Sunday, December 28, 2014

Rikers Island and NYPD

In these progressive times with the police department being focused on for unnecessary killing and Rikers Island being accused of human rights violations for solitary confinement of adolescence, I think that some clarity is in order. To begin with, the police department has to be mature enough to take responsibility for their actions. They argue that the arrest of the cigarette vendor who sold loose cigarettes was legal. It's argued that he resisted arrest. In the mind of law enforcement this means that his death was justified. I argued with some of my correction officer friends that being right or wrong doesn't matter. The point is that people don't like being bullied. If the NYPD wants to be heavy handed they can be. However it comes with a price. Nothing the Mayor says or didn't say would change the outcome of protests. The NYPD needs to grow up and stop acting like babies. The blood of the officers who got shot are on the hands of the NYPD. They don't care about what people think and the consequences are protests and the death of two officers.
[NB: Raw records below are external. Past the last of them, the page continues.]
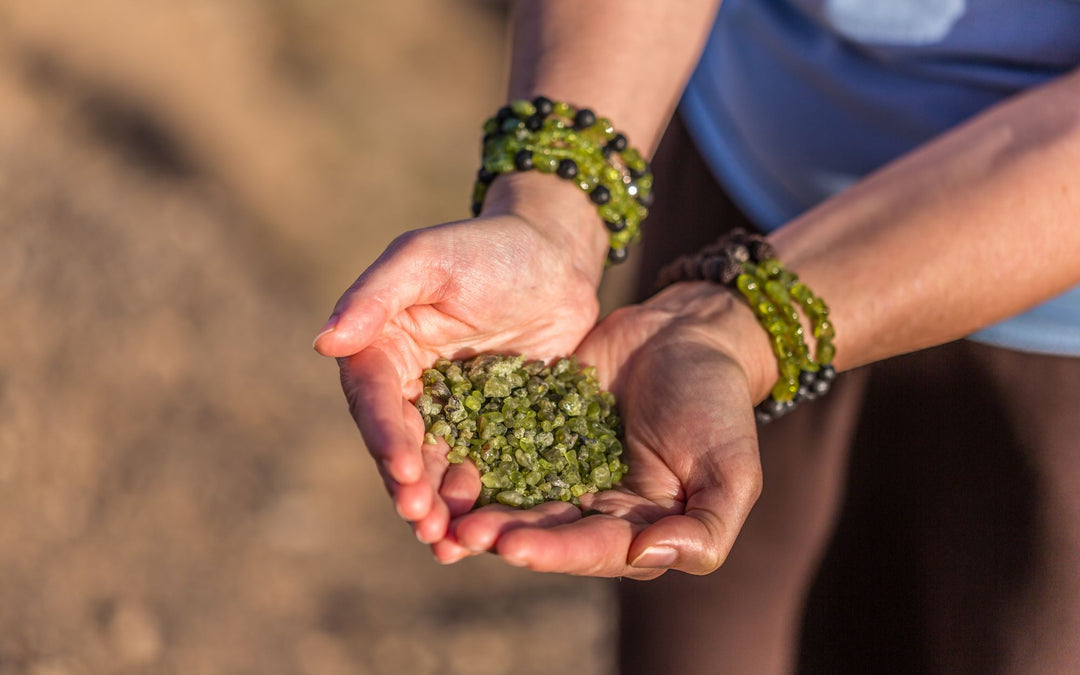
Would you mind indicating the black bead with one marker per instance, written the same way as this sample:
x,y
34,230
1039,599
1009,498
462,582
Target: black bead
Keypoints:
x,y
584,119
523,160
617,255
567,169
543,105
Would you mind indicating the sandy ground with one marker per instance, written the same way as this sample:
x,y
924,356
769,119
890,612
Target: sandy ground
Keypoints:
x,y
185,188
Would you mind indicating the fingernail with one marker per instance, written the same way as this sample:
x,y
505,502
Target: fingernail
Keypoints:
x,y
656,557
327,327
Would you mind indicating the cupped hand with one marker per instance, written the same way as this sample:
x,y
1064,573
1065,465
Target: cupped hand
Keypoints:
x,y
686,399
490,284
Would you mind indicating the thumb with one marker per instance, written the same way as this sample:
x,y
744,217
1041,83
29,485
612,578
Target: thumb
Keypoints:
x,y
699,540
405,274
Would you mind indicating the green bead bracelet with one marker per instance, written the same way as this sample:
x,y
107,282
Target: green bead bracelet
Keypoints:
x,y
554,137
747,264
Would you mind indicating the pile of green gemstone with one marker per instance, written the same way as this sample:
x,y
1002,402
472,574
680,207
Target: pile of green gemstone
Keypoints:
x,y
536,432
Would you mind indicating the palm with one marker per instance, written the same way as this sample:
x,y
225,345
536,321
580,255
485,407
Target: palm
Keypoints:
x,y
486,285
692,453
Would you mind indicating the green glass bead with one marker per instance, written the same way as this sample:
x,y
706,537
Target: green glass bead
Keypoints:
x,y
544,163
785,390
608,212
746,283
775,327
523,108
788,370
824,329
777,293
790,313
800,292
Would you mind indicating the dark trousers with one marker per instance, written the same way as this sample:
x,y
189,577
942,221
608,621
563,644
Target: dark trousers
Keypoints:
x,y
925,517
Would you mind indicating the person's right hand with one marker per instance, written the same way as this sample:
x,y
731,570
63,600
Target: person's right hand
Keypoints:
x,y
498,283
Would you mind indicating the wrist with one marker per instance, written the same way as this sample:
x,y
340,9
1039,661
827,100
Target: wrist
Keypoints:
x,y
720,318
558,212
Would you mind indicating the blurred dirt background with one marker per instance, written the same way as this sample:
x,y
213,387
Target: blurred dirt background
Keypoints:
x,y
185,189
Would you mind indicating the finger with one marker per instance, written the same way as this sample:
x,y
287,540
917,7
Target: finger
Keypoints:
x,y
373,389
403,275
480,529
448,551
432,527
459,493
699,540
460,487
595,545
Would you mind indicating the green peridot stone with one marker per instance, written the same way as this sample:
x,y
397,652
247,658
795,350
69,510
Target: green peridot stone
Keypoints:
x,y
523,108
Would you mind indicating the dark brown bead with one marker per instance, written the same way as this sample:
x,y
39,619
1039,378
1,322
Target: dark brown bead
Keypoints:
x,y
584,119
567,169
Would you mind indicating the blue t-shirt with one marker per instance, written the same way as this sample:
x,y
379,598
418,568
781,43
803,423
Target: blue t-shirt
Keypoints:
x,y
796,99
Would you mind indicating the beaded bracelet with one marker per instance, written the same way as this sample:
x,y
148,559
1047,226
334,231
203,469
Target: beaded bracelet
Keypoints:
x,y
747,264
554,137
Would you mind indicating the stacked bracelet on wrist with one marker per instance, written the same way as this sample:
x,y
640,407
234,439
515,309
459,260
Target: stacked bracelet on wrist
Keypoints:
x,y
747,264
575,145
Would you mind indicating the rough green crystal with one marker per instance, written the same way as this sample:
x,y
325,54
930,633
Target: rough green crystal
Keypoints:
x,y
536,432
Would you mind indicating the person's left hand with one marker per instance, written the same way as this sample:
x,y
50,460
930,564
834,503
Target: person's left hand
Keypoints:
x,y
679,368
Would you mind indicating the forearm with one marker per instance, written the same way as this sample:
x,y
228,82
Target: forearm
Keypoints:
x,y
969,229
625,59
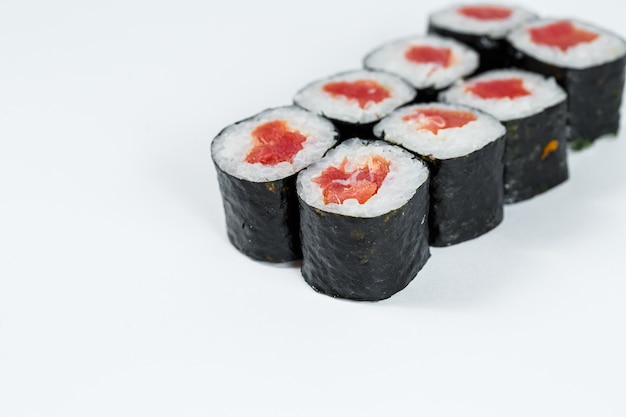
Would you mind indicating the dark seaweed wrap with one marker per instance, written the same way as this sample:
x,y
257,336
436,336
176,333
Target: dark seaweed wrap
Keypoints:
x,y
354,130
366,259
466,194
535,155
430,94
594,95
262,218
492,51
But hey, at lest they got a loose cigarette vendor off the street. I hope it was worth it. As for the Rikers Island situation, many jails keep people locked in Solitary confinement oftentimes without the person violating correction policy. For example, many jails lock people up in 23 hour lockdown for protective custody. Recently, my brother called me from Ventura County Jail while in solitary confinement. He had not violated any jail policy yet he was in 23 hour lockdown. Yet in Rikers Island the DOJ and Federal courts step in to end his box days? No! Maybe because the correction officers in Rikers Island are mostly Black/Brown, the New York Times and like media are quick to blame "Rikers Island" for 23 hour lockdown. However, the Policy of 23 hour lockdown was made decades ago by commissioners, Mayors, courts and other like higher ups. Where was the DOJ 70 years ago when there were White correction officers locking down 23 hours a day their inmates? It's not Rikers Islan correction officers doing a shift that are locking people down 23 hours a day. It's the DOJ and federal courts who set this policy in the first place. It's all the previous commissioners and mayors who are to blame. But like hypocrites, they admonish the lowliest they can find. As if some CO with a high school diploma is making policy. In closing responsibility needs to be taken.